This article describes how to troubleshoot and resolve the issue where outbound emails with offending attachments are not being rejected as expected and are instead sent to the system quarantine in FortiMail.
Scope
FortiMail.
Solution
FortiMail allows enforcement of email content policies, including rejecting emails with specific attachments.
However, in some cases, outbound emails may not be rejected and instead end up in the system quarantine.
This issue can occur due to antivirus profile settings.
Troubleshooting Outbound Email Rejection:
Navigate to the Content Filter Profile: In the FortiMail web console, navigate to the 'Profiles' section and select the 'Content Filte' profile that is configured for outbound emails.
Review Content Filter Settings: Within the Content Filter profile, review the settings and actions configured for outbound emails. Pay close attention to the final action specified in the profile. If the final action is set to 'Reject', the email should be rejected when it matches the profile criteria.
Review Emails by performing a cross-search: Go to Monitor -> Log and perform a cross-search on the message. Export the cross-search and search for related emails to gather more information.

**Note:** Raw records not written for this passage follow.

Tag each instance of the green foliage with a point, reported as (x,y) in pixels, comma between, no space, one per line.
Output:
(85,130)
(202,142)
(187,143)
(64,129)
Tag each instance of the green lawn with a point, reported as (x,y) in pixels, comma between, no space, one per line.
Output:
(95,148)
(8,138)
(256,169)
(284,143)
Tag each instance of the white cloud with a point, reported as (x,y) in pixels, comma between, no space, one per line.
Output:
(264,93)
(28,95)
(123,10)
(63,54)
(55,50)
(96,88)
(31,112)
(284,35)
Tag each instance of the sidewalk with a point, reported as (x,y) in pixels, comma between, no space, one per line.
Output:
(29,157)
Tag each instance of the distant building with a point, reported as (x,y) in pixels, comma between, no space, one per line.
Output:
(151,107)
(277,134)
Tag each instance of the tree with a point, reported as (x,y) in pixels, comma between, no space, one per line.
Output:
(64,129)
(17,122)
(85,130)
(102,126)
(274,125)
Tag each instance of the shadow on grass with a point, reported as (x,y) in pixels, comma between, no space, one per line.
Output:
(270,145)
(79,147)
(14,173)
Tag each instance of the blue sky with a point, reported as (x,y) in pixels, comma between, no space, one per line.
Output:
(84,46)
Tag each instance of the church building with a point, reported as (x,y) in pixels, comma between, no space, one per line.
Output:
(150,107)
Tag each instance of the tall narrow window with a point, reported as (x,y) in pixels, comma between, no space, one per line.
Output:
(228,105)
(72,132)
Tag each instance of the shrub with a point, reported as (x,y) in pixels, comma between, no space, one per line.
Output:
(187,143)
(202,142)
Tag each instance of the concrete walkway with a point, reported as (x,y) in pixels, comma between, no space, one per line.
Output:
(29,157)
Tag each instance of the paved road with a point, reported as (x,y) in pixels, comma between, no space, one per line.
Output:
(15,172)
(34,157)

Check Antivirus Profile: In FortiMail, the antivirus profile can play a role in the email processing flow. If the email is being deferred due to a malware or virus outbreak detected by the antivirus profile, it may not reach the Content Filter for rejection.
Disable Antivirus Feature for Outbound Emails: To allow the rejection of emails based on the Content Filter settings, consider disabling the antivirus feature specifically for outbound emails. This can be done by creating or modifying the antivirus profile associated with outbound email traffic.

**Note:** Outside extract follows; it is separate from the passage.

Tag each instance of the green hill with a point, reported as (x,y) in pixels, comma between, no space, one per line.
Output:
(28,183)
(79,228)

Apply Changes: After disabling the antivirus feature for outbound emails, apply the changes to the antivirus profile and save the configuration.

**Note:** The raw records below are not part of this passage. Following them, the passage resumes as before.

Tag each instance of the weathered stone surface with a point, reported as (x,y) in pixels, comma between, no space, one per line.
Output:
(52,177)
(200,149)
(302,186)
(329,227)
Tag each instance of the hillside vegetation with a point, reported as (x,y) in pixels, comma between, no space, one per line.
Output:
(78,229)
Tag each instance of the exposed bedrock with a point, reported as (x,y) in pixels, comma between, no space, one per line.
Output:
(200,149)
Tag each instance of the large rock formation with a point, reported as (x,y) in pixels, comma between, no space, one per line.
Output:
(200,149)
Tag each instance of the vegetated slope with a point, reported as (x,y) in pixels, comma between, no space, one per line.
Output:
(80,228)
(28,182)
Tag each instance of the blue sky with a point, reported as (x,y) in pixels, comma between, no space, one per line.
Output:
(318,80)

Test Outbound Email Rejection: Send a test email from a user in a protected domain with an offending attachment (e.g., a WMZ file). Ensure that the email is now rejected based on the Content Filter settings.
Notify Users: If the issue is resolved, notify users and ensure that they are aware of the rejection policy for outbound emails with specific attachments.
Regularly Review and Update Profiles: Periodically review and update the Content Filter and antivirus profiles to align them with the organization's email security policies and to address emerging threats.